The FBI relies heavily on the systematic recruitment and operation of human sources in nearly every facet of its wide-ranging investigatory purview, including counterintelligence activities conducted jointly with the Central Intelligence Agency and military intelligence. The identities of informants, many of whom have criminal histories or face criminal charges, are tightly held secrets. Thus, negotiations around their cooperation, and any benefits they may receive—which can include financial compensation—take place largely off the record.
The FBI is required to report totals for each field office involved in otherwise criminal activity to the Justice Department annually. When rendered publicly, however—to a reporter citing the Freedom of Information Act, for example—certain details are always omitted.

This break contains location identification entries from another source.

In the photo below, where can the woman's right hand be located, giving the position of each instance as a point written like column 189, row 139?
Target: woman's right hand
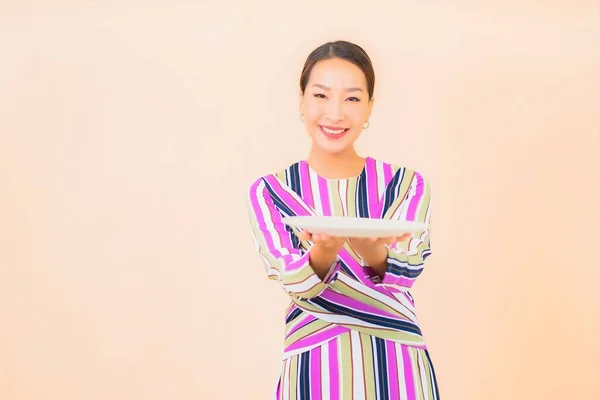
column 332, row 243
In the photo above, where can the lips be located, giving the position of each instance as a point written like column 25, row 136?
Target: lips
column 333, row 132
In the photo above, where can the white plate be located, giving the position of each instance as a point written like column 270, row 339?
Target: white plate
column 354, row 227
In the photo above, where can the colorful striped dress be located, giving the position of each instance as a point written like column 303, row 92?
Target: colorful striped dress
column 352, row 335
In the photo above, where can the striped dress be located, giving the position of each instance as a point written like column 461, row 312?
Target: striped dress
column 352, row 335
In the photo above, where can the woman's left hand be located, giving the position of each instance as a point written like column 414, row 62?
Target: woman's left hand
column 371, row 249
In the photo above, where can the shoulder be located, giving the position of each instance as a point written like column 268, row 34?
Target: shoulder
column 401, row 173
column 259, row 183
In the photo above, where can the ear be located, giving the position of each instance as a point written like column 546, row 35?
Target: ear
column 300, row 101
column 370, row 108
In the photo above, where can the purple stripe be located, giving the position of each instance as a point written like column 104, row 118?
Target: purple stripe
column 392, row 364
column 315, row 373
column 324, row 193
column 289, row 263
column 317, row 338
column 391, row 279
column 414, row 202
column 360, row 274
column 334, row 373
column 373, row 198
column 355, row 305
column 306, row 186
column 408, row 376
column 259, row 215
column 298, row 207
column 387, row 173
column 307, row 320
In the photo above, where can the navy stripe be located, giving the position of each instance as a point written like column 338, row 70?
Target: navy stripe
column 381, row 369
column 400, row 325
column 433, row 377
column 280, row 204
column 294, row 179
column 404, row 271
column 305, row 376
column 391, row 191
column 344, row 267
column 362, row 199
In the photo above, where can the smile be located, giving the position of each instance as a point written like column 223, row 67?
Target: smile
column 333, row 132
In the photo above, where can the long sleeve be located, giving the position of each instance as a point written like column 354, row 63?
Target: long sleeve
column 275, row 244
column 406, row 259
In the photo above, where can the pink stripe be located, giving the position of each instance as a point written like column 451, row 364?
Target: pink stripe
column 315, row 373
column 393, row 366
column 373, row 199
column 359, row 271
column 324, row 192
column 317, row 338
column 305, row 184
column 334, row 374
column 355, row 305
column 387, row 173
column 390, row 279
column 268, row 235
column 308, row 320
column 414, row 202
column 259, row 215
column 298, row 207
column 408, row 376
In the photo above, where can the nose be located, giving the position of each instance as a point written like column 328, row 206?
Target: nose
column 334, row 111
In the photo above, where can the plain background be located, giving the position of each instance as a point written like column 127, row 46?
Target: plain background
column 130, row 132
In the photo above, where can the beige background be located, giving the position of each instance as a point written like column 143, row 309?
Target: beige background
column 130, row 131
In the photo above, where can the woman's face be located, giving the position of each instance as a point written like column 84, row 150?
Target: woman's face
column 335, row 105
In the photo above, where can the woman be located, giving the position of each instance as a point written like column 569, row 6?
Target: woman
column 351, row 328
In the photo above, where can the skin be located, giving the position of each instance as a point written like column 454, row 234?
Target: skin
column 336, row 96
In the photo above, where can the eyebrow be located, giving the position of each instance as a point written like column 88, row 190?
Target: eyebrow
column 347, row 90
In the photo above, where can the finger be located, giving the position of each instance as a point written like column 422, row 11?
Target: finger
column 304, row 235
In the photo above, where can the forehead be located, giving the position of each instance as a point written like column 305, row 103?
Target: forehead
column 337, row 73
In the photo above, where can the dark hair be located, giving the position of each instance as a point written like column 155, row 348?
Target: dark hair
column 345, row 51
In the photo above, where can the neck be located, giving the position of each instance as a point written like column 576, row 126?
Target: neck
column 335, row 166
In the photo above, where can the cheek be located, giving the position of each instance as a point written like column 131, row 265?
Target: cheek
column 313, row 112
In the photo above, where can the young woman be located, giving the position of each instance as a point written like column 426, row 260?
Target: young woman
column 351, row 328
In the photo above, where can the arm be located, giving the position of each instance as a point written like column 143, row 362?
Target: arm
column 302, row 274
column 405, row 259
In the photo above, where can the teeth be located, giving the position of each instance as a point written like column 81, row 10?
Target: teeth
column 332, row 131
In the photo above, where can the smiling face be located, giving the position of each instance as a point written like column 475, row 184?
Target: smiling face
column 335, row 105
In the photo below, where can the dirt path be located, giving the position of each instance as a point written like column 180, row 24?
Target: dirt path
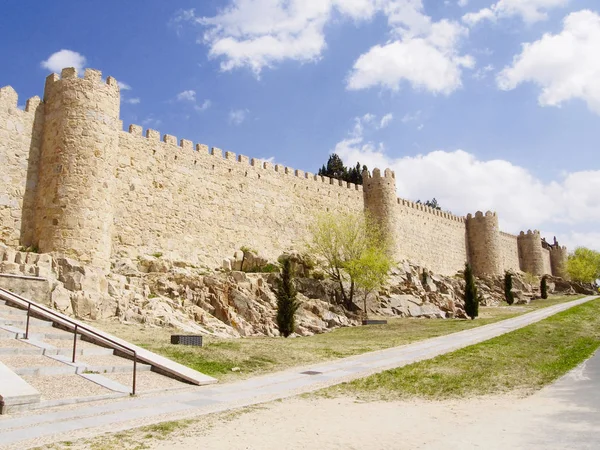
column 488, row 423
column 565, row 415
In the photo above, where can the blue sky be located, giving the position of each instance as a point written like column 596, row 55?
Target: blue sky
column 483, row 104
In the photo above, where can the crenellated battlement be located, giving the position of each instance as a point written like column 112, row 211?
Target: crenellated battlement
column 432, row 211
column 69, row 75
column 9, row 100
column 82, row 186
column 202, row 150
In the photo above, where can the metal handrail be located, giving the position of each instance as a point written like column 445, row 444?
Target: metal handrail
column 76, row 327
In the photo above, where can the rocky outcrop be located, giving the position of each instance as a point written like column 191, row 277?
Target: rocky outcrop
column 232, row 303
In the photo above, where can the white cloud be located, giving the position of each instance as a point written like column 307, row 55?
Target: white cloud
column 530, row 11
column 236, row 117
column 187, row 96
column 565, row 65
column 483, row 72
column 64, row 58
column 463, row 184
column 410, row 117
column 204, row 106
column 258, row 34
column 426, row 56
column 386, row 120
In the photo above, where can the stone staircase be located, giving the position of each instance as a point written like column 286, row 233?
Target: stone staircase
column 39, row 372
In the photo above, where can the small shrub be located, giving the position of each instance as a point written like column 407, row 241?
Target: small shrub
column 544, row 287
column 287, row 305
column 317, row 275
column 530, row 278
column 268, row 268
column 471, row 297
column 508, row 294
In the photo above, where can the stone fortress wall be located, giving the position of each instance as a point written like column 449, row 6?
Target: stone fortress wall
column 74, row 182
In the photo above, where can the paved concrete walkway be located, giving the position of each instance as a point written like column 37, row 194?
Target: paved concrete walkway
column 35, row 429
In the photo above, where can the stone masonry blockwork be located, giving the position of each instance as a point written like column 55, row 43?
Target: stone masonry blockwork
column 73, row 182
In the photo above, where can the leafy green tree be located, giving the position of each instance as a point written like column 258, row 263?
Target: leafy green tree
column 335, row 168
column 471, row 297
column 351, row 248
column 287, row 304
column 508, row 294
column 584, row 265
column 544, row 287
column 369, row 272
column 433, row 203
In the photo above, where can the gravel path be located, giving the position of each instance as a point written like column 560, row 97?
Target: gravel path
column 86, row 420
column 17, row 361
column 14, row 343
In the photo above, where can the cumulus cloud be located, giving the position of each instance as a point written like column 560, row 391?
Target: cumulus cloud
column 258, row 34
column 464, row 184
column 238, row 116
column 187, row 96
column 565, row 65
column 426, row 54
column 530, row 11
column 483, row 72
column 64, row 58
column 386, row 120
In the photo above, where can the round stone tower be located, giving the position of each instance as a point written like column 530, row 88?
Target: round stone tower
column 483, row 238
column 74, row 212
column 381, row 203
column 558, row 261
column 531, row 258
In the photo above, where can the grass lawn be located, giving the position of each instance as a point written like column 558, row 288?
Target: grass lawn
column 523, row 361
column 260, row 355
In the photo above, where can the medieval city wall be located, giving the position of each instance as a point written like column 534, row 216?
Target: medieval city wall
column 20, row 140
column 431, row 238
column 547, row 262
column 188, row 203
column 510, row 251
column 72, row 181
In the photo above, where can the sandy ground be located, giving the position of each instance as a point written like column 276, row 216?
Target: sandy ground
column 507, row 422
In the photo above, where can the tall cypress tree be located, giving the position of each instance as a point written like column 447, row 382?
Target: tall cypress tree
column 508, row 294
column 544, row 287
column 287, row 305
column 471, row 299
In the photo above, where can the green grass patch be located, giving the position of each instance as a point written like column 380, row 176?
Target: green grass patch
column 259, row 355
column 524, row 360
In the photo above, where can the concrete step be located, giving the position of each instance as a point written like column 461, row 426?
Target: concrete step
column 20, row 351
column 14, row 391
column 37, row 333
column 68, row 389
column 21, row 322
column 7, row 311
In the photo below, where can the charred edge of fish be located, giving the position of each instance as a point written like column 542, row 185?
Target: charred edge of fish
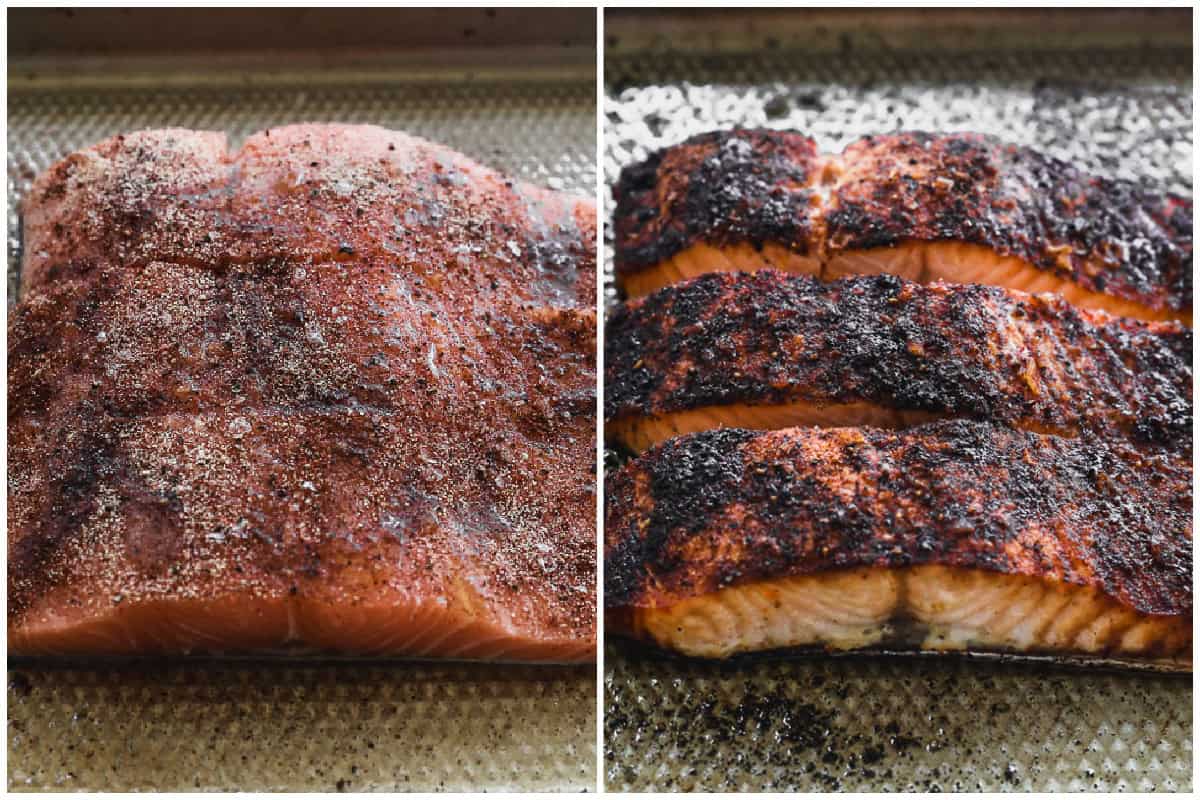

Redacted information always includes the number of times the FBI authorized informants to engage in serious criminal acts, known as “Tier I” activities. Tier I crimes include those that result in violence, significant financial loss, or corrupt acts by high-ranking public officials. The manufacture, possession, or international trade of narcotics in excessive quantities are also Tier I crimes.
The FBI is able to hide the number of Tier I crimes committed by its informants by redacting from public documents all numbers except those that combine both lesser (“Tier II”) and serious criminal offenses (“Tier I”).
FBI informant crimes by year:
2011: 5,658 crimes
2012: 5,939 crimes
2013: 5,649 crimes
2014: 5,577 crimes
2015: 5,261 crimes
2016: 381 (likely “Tier I” crimes only — see below.)
2017: 4,734 crimes
2018: 4,922 crimes
To wit, it is unclear how many of the 4,922 crimes committed by FBI informants in 2018 were considered Tier I. (Tier II crimes, while lesser, may also include felonies, up to and including the trafficking of anything less than 450 kilos of cocaine or 90 kilos of heroin.)
This is not to say there’s no indication of how often the FBI allows informants to commit major crimes.
In 2017, Gizmodo discovered an FBI reporting error that resulted in only a single tier of crime being reported. Despite anywhere from 5,000 to 6,000 annual crimes being routinely reported, in 2016 the FBI reported only 381 such activities. The FBI acknowledged the mistake in a statement to Gizmodo, saying “one tier of data accidentally was not submitted” to the Justice Department.
It is likely, though not confirmed, that it was the lesser Tier II crimes that went unreported that year. This would mean that in 2016, the FBI authorized informants on at least 381 occasions to commit major offenses that resulted in possible violence, acts of public corruption, or trade involving enormous quantities of illicit drugs.